So I had a shard peer recovery stuck on ES 5.1 for 16 hours.
- _recovery APIs showed this stuck on INIT state
- shards themselves were small ~3 MB
- Had plenty free space on source and destination nodes
- I noticed that both source and destination nodes invovled in the peer recovery had the segment/lucene files which shows part of recovery process did succeed
- On enabling TRACE I am pretty sure this is a bug as after enabling TRACE logs, i could figure that the source node trying to relocate its shard to a destination was constantly trying and getting error of the form
[2017-10-04T17:45:47,586][TRACE][o.e.i.r.PeerRecoveryTargetService] [wb_dtDf] [logs1][3] Got exception on recovery
org.elasticsearch.transport.RemoteTransportException: [qx_Ng9r][x.x.x.x:9300][internal:index/shard/recovery/start_recovery]
Caused by: org.elasticsearch.index.shard.IndexShardRelocatedException: CurrentState[RELOCATED] Already relocated
at org.elasticsearch.indices.recovery.RecoverySourceHandler.recoverToTarget(RecoverySourceHandler.java:162) ~[elasticsearch-5.1.1.jar:5.1.1]
at org.elasticsearch.indices.recovery.PeerRecoverySourceService.recover(PeerRecoverySourceService.java:119) ~[elasticsearch-5.1.1.jar:5.1.1]
at org.elasticsearch.indices.recovery.PeerRecoverySourceService.access$100(PeerRecoverySourceService.java:54) ~[elasticsearch-5.1.1.jar:5.1.1]

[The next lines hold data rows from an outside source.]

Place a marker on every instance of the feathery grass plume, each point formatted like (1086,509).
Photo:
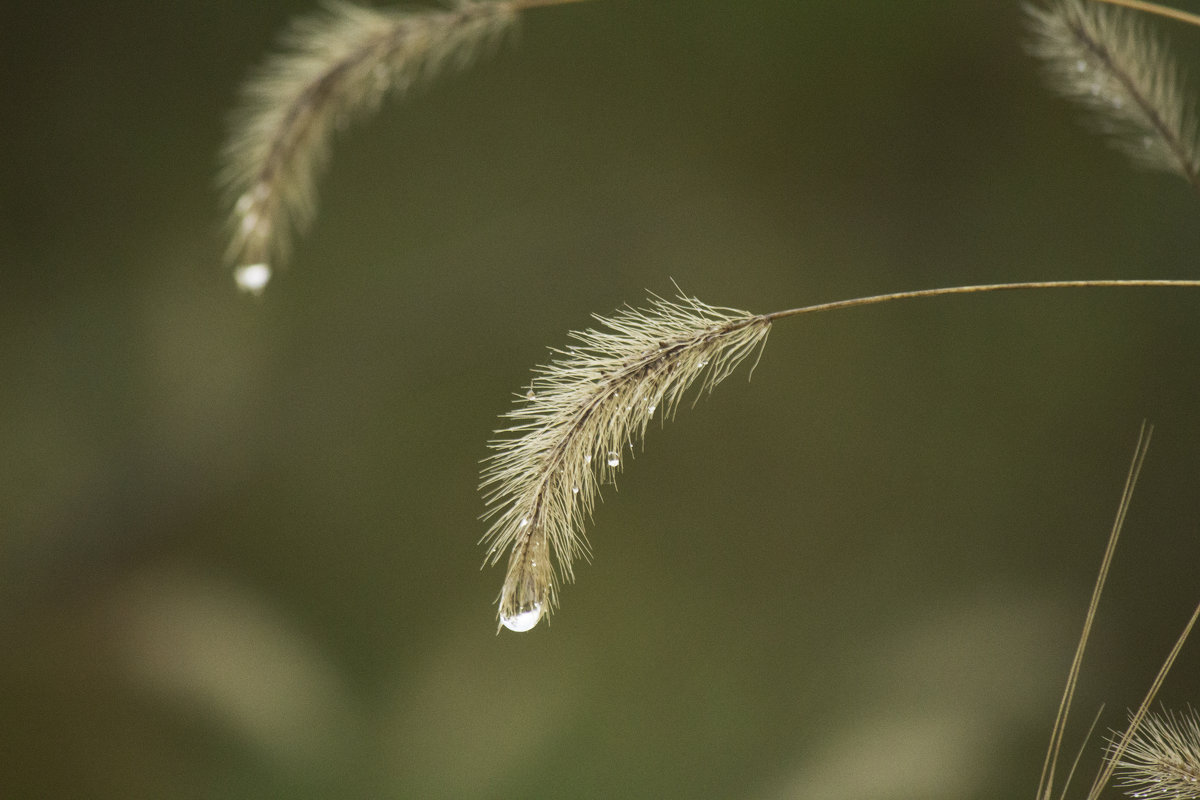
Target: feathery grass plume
(339,66)
(595,398)
(1162,761)
(1111,62)
(583,411)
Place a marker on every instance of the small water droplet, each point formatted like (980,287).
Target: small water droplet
(522,620)
(250,222)
(252,277)
(244,203)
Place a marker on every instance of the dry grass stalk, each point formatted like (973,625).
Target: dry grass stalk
(1139,750)
(1111,62)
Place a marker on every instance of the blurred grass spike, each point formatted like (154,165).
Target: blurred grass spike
(1111,62)
(336,67)
(1162,761)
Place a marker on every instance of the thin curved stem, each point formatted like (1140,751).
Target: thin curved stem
(521,5)
(977,289)
(1152,8)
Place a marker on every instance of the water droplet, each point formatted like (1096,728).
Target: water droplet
(522,620)
(244,203)
(252,277)
(250,222)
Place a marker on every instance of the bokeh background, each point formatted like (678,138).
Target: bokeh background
(238,537)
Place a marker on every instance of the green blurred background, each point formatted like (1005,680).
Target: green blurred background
(239,537)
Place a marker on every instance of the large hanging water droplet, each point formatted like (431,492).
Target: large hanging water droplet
(522,620)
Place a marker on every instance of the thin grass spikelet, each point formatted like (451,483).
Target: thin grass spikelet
(1110,61)
(1162,762)
(337,67)
(583,413)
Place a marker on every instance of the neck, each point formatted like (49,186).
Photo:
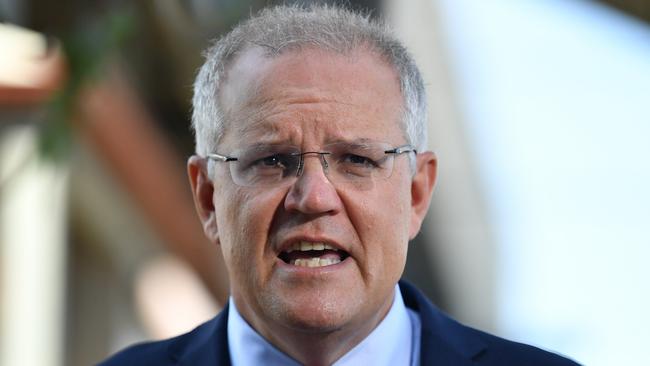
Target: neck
(315,347)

at org.elasticsearch.indices.recovery.PeerRecoverySourceService$StartRecoveryTransportRequestHandler.messageReceived(PeerRecoverySourceService.java:128) ~[elasticsearch-5.1.1.jar:5.1.1]
at org.elasticsearch.indices.recovery.PeerRecoverySourceService$StartRecoveryTransportRequestHandler.messageReceived(PeerRecoverySourceService.java:125) ~[elasticsearch-5.1.1.jar:5.1.1]
at org.elasticsearch.transport.TransportRequestHandler.messageReceived(TransportRequestHandler.java:33) ~[elasticsearch-5.1.1.jar:5.1.1]
at org.elasticsearch.transport.RequestHandlerRegistry.processMessageReceived(RequestHandlerRegistry.java:69) ~[elasticsearch-5.1.1.jar:5.1.1]
at org.elasticsearch.transport.TcpTransport$RequestHandler.doRun(TcpTransport.java:1385) ~[elasticsearch-5.1.1.jar:5.1.1]
at org.elasticsearch.common.util.concurrent.ThreadContext$ContextPreservingAbstractRunnable.doRun(ThreadContext.java:527) [elasticsearch-5.1.1.jar:5.1.1]
at org.elasticsearch.common.util.concurrent.AbstractRunnable.run(AbstractRunnable.java:37) [elasticsearch-5.1.1.jar:5.1.1]
at java.util.concurrent.ThreadPoolExecutor.runWorker(ThreadPoolExecutor.java:1142) [?:1.8.0_112]
at java.util.concurrent.ThreadPoolExecutor$Worker.run(ThreadPoolExecutor.java:617) [?:1.8.0_112]
at java.lang.Thread.run(Thread.java:745) [?:1.8.0_112]
- Based on this , I realized maybe deleting the partially copied index on the destination will get the recovery to move forward which did fix my problem.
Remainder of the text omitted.